A maior parte dos 2,3 milhões de habitantes de Gaza foi forçada a deixar suas casas, comumente mais de uma vez, enquanto Israel continua uma ofensiva militar que matou quase 53 mil pessoas e devastou grande parte do território. Tel Aviv iniciou seu ataque após os ataques terroristas do Hamas em outubro de 2023.
Falando a um grupo de autoridades e líderes empresariais no Qatar, que abriga o escritório político do Hamas em Doha há anos, Trump disse que tem conceitos para Gaza que considera “muito bons”. “Transformá-la em uma zona de liberdade, deixar os Estados Unidos se envolverem”.
O presidente também disse ter visto imagens do território onde “praticamente não há nenhum edifício de pé”. A argumentação de Trump parece indicar que, uma vez que a ofensiva militar israelense devastou o território, os palestinos não deveriam fazer questão de viver na terra onde nasceram ou para onde se deslocaram. “Não é como se você estivesse tentando salvar algo. Não há edifícios. As pessoas estão vivendo sob os escombros de prédios que desabaram, o que não é aceitável.”
“Quero ver [Gaza] se tornar uma zona de liberdade. E se for necessário, acho que teria orgulho de ter os Estados Unidos assumindo, tomando conta, transformando-a em uma zona de liberdade. Deixar que coisas boas aconteçam.”
O comentário se assemelha ao que o presidente americano já disse anteriormente sobre transformar Gaza na “Riviera do Oriente Médio”. Embora tenha sido acusado de tentar forçar uma limpeza étnica e tenha, inclusive, recuado da proposta, as afirmações desta quinta indicam que o plano atual de Trump não é assim tão diferente do inicial.
Parte do plano americano se traduz no trabalho da chamada Fundação Humanitária de Gaza. A organização pretende trabalhar com empresas privadas americanas de segurança e logística para transportar ajuda para o território palestino, de acordo com relatos de uma pessoa familiarizada com o plano à agência de notícias Reuters.

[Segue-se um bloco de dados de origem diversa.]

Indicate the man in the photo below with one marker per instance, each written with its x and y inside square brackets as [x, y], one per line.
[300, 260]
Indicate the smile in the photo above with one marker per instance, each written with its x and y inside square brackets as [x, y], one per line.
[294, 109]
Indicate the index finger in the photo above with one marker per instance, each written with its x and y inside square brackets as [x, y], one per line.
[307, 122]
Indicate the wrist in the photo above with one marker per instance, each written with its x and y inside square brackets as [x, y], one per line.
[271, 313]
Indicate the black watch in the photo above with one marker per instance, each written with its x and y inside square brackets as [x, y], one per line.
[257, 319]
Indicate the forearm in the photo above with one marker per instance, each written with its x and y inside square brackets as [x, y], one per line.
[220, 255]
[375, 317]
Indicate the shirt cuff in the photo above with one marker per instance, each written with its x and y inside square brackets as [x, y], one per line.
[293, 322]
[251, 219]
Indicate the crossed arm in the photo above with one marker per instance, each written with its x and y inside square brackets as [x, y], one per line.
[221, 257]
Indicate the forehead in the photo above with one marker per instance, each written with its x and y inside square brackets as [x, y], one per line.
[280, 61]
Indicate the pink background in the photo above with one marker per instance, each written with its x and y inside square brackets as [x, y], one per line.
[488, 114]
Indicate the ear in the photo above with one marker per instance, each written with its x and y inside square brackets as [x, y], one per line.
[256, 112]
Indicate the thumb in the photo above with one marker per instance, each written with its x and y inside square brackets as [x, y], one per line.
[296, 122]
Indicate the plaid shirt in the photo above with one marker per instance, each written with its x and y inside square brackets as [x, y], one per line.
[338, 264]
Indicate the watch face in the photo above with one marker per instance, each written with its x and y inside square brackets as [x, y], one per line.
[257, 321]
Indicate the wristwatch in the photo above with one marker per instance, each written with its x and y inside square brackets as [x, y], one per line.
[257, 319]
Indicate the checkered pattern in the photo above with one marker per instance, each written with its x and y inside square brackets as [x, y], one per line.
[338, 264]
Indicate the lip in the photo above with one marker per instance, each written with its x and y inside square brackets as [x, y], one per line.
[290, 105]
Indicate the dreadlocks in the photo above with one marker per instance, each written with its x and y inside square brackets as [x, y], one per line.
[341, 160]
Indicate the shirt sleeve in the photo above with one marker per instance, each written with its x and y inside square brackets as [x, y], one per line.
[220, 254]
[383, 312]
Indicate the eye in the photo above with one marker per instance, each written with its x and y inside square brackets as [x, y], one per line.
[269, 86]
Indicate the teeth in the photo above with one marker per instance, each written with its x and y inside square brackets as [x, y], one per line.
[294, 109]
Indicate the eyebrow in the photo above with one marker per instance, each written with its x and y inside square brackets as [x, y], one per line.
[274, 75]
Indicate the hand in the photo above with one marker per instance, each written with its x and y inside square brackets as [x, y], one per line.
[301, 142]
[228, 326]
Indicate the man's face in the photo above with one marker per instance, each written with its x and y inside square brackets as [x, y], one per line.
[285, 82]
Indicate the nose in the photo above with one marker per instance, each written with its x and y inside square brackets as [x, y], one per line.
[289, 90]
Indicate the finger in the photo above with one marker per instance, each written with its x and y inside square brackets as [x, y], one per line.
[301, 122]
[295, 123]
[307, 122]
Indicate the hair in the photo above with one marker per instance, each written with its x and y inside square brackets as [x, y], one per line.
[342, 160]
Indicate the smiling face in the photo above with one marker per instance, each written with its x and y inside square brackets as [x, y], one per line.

O chefe de ajuda humanitária da ONU, Tom Fletcher, descreveu o projeto americano como uma espécie de disfarce “para mais violência e deslocamento” de palestinos em Gaza. Israel se comprometeu a facilitar o esforço sem se envolver nas entregas de ajuda.
As Nações Unidas também disseram que não participarão de uma operação humanitária apoiada pelos EUA em Gaza porque isso não seria imparcial, neutro ou independente. “Este plano de distribuição específico não está de acordo com nossos princípios básicos, incluindo os de imparcialidade, neutralidade, independência, e não participaremos disso”, disse o porta-voz adjunto da ONU, Farhan Haq.
Os palestinos rejeitam veementemente qualquer plano que envolva sua saída de Gaza, comparando tais ideias à Nakba de 1948, quando centenas de milhares foram desapropriados de suas casas na guerra que levou à criação de Israel. “O que estamos vivenciando agora é ainda pior do que a Nakba de 1948”, disse Ahmed Hamad, um palestino da Cidade de Gaza que foi deslocado várias vezes, à Reuters. “A verdade é que vivemos em um estado constante de violência e deslocamento. Onde quer que vamos, enfrentamos ataques. A morte nos cerca por toda parte.”
Basem Naim, um dos líderes do Hamas baseado em Doha, reagiu à fala de Trump. “Gaza é parte integrante do território palestino; não é um imóvel à venda no mercado. Permanecemos firmemente comprometidos com nossa terra e nossa causa nacional, e estamos dispostos a fazer todos os sacrifícios possíveis para preservar nossa terra natal e garantir o futuro de nosso povo.”
O envolvimento direto dos EUA em Gaza marcaria sua maior intervenção no Oriente Médio desde a invasão do Iraque em 2003. Muitos americanos veem esse tipo de engajamento com ceticismo.
Israel invadiu Gaza em retaliação ao ataque liderado pelo Hamas em comunidades do sul de Israel em 7 de outubro de 2023, no qual cerca de 1.200 pessoas foram mortas e 251 foram levadas como reféns para Gaza, segundo contagens israelenses.
No início deste mês, Tel Aviv aprovou planos para ampliar a guerra contra o Hamas que podem incluir a tomada da faixa e o controle da ajuda humanitária -Israel não permite a entrada de mantimentos desde o início de março, e várias organizações, inclusive funcionários israelenses em privado, têm alertado para o risco de fome generalizada iminente.
Alegando não haver crise humanitária em Gaza, Israel sustenta que o bloqueio tem como objetivo pressionar o Hamas a libertar os reféns.
A ONG Human Rights Watch chama isso de uma “ferramenta de extermínio” dos palestinos. “O plano do governo israelense de demolir o que resta da infraestrutura civil de Gaza e concentrar a população palestina em uma área reduzida constituiria uma escalada abominável de seus atuais crimes contra a humanidade, limpeza étnica e atos de genocídio”, destacou a entidade em relatório nesta quinta.